Which version of SOCcer do I use?
For all new projects, you will have more accurate results with SOCcerNET. Previous version remain available for comparison purposes and for users who wish to recreate previous assessments that used v. 1.0.
What can I do to improve the results of SOCcer?
To improve SOCcer's performance, we are building a database of job descriptions linked to SOC-2010 (and other classification systems) that can be used to build and refine classifiers. If you have job descriptions that have been coded by an expert coder (or initially coded by SOCcer, then reviewed by an expert) and you are willing to provide them to us, we will be happy to include those job descriptions in our knowledge base for use in future versions of SOCcer. If the data are protected, a data use agreement may be possible. Your institute may provide guidance on data use agreements.
What about HIPAA concerns?

SOCcerNET and CLIPS: The data files never leave the user's browser and never reside on any NIH/NCI server, even temporarily.

SOCcer v1 and v2: The data input file does not accept identifiers in order to help prevent you from uploading PII; however, we do not screen your data for PII. Please check your input file for PII before you upload you data onto our server.

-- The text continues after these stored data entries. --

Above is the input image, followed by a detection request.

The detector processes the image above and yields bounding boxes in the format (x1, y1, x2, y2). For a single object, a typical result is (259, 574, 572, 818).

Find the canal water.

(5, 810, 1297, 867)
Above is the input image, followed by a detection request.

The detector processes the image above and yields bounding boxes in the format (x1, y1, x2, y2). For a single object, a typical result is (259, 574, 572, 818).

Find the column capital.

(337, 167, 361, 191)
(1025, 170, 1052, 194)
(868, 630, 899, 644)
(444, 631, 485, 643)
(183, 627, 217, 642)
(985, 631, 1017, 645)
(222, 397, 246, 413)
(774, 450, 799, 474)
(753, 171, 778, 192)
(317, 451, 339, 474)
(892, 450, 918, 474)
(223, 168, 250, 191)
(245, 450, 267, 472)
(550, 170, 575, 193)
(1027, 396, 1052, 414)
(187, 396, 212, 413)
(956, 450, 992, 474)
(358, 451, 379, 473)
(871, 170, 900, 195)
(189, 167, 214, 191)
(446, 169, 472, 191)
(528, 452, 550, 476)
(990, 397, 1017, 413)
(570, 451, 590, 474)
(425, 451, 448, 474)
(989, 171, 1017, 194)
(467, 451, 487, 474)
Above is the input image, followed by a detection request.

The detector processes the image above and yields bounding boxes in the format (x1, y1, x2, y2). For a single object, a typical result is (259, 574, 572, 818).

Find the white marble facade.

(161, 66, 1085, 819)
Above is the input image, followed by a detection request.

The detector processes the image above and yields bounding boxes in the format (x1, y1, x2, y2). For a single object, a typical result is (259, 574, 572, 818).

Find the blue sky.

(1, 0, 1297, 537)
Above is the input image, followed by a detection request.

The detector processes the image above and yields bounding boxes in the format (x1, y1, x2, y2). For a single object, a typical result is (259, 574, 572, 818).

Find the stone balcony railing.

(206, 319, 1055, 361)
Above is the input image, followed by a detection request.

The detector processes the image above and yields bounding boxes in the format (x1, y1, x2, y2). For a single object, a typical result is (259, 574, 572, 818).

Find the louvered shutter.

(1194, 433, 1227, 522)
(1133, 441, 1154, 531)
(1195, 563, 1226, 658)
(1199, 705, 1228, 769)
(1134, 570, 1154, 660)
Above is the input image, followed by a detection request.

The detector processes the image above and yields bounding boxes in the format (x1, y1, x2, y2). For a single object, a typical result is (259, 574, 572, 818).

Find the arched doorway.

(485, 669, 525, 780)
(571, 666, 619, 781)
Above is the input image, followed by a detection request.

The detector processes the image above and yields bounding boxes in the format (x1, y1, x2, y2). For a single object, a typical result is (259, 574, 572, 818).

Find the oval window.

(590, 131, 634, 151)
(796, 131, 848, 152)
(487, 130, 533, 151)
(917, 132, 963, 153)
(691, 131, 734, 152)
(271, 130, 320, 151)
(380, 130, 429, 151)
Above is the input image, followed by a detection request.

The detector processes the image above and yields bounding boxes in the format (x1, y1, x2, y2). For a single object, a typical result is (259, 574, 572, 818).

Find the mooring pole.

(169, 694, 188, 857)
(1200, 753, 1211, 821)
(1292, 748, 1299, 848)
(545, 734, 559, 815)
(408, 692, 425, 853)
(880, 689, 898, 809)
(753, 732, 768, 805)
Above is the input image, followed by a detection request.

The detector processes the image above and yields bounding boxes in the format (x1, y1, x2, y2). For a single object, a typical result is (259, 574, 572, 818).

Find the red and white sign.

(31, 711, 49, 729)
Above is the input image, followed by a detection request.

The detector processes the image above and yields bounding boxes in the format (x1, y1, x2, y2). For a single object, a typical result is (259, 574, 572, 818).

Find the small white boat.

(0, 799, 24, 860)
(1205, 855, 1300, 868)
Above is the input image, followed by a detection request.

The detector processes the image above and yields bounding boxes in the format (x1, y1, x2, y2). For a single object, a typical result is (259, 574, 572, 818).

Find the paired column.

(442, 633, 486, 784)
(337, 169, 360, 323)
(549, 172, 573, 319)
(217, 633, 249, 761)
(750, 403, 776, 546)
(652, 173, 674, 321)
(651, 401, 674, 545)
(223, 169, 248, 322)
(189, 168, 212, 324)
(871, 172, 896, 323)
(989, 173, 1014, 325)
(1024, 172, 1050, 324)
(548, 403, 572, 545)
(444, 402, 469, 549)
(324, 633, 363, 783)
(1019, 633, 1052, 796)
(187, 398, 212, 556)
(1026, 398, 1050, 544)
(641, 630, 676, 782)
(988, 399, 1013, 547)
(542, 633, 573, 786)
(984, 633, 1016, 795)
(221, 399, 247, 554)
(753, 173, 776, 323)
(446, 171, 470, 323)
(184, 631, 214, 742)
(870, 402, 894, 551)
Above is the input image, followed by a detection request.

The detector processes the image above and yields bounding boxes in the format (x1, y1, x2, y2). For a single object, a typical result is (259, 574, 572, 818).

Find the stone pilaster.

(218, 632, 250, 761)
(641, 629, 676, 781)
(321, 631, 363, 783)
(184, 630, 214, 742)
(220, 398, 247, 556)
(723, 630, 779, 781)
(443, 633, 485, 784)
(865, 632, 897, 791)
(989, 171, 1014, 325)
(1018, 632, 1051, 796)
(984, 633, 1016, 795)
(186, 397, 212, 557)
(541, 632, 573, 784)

What are SOCcer/CLIPS scores?
The SOCcer/CLIPS scores are an estimate of the probability that the suggested code would be selected by an expert coder. In general, the higher the SOCcer score, the greater the probability of matching an expert. Please see and , and our publications, for more details on the relationship between these scores and the probability of matching an expert coder's assignment. Some datasets are more difficult to classify than others and depends on the quality of the data. The score distributions provides an overview of how well SOCcer performed on your data set.